Our study is not without limitations. First, this technique is a proximal tenodesis that does not entirely address distal biceps pathology within zone 2 of the tunnel.29 However, studies have shown no clinical difference between subpectoral and suprapectoral tenodesis techniques.12,13 Second, patients with poor tissue quality or those in whom the biceps cannot be mobilized arthroscopically should not undergo this technique. Thus, there may have been selection bias regarding the patients who underwent this procedure. Third, selection as well as recall bias may occur, as these are known limitations of a retrospective study; however, all data were collected prospectively to limit this. Fourth, patients underwent several concomitant procedures, possibly confounding our results. This heterogeneity is meant to treat all pathology in the shoulder to minimize the risk of reoperation. Fifth, the sample size in this study was small. This precluded us from performing a subgroup analysis for those undergoing concomitant subscapularis repair or those with workers’ compensation status and tobacco users. Sixth, we did not have a control group or an open biceps tenodesis group and thus could not make a comparative analysis. However, as discussed earlier, several studies have not encountered a clinical difference in outcomes between arthroscopic and open biceps tenodesis techniques.

Conclusion

This study presents the clinical results of an all-arthroscopic technique for concomitant double-row RCR and biceps tenodesis, which resulted in high rates of patient satisfaction and significant improvement in reported shoulder outcome and pain scores. Additionally, this technique offers the potential benefits of avoiding a secondary incision, which may decrease surgical morbidity while also decreasing cost by eliminating the need for an extra, tenodesis-specific implant.

Footnotes

Final revision submitted April 12, 2020; accepted May 7, 2020.

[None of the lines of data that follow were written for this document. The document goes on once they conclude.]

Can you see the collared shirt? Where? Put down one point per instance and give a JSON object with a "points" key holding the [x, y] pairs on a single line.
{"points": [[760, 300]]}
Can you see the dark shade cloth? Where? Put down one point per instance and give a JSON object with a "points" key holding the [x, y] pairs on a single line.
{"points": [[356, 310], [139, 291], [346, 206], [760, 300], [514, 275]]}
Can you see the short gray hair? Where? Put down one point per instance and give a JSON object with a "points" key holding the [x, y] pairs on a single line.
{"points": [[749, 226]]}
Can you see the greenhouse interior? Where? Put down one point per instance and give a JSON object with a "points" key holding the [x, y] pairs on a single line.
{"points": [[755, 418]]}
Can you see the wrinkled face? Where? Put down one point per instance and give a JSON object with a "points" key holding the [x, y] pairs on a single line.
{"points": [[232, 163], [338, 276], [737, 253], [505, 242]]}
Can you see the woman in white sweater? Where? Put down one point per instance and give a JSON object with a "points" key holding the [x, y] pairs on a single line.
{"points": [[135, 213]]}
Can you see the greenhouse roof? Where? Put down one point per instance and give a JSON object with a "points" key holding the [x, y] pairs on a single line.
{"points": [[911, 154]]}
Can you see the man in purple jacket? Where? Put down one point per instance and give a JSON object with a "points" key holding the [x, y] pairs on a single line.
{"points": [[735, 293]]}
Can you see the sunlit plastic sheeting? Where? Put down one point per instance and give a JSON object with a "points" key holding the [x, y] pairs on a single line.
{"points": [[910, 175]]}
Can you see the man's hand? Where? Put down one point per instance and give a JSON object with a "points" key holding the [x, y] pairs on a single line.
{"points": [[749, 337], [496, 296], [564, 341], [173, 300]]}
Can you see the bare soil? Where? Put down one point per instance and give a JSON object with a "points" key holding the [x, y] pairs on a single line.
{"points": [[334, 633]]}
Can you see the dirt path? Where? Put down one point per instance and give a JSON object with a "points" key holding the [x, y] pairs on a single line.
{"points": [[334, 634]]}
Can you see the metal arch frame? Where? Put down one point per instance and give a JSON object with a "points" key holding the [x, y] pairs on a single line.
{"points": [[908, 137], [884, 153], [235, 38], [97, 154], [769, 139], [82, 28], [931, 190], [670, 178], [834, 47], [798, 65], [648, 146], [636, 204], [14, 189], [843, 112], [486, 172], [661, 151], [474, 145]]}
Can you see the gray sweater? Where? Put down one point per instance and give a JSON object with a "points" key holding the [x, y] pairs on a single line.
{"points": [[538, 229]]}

One or more of the authors has declared the following potential conflict of interest or source of funding: M.B.M. has received grant support from Arthrex and educational support from Smith & Nephew, Medwest Associates, and Arthrex. E.J.G. has received educational support from Smith & Nephew, United Orthopedics, Arthrex, and Mid-Atlantic Surgical Systems. D.V. has received educational support from Mid-Atlantic Surgical and hospitality payments from Arthrex. AOSSM checks author disclosures against the Open Payments Database (OPD). AOSSM has not conducted an independent investigation on the OPD and disclaims any liability or responsibility relating thereto.

Ethical approval for this study was obtained from the University of Pittsburgh (study No. 19020323).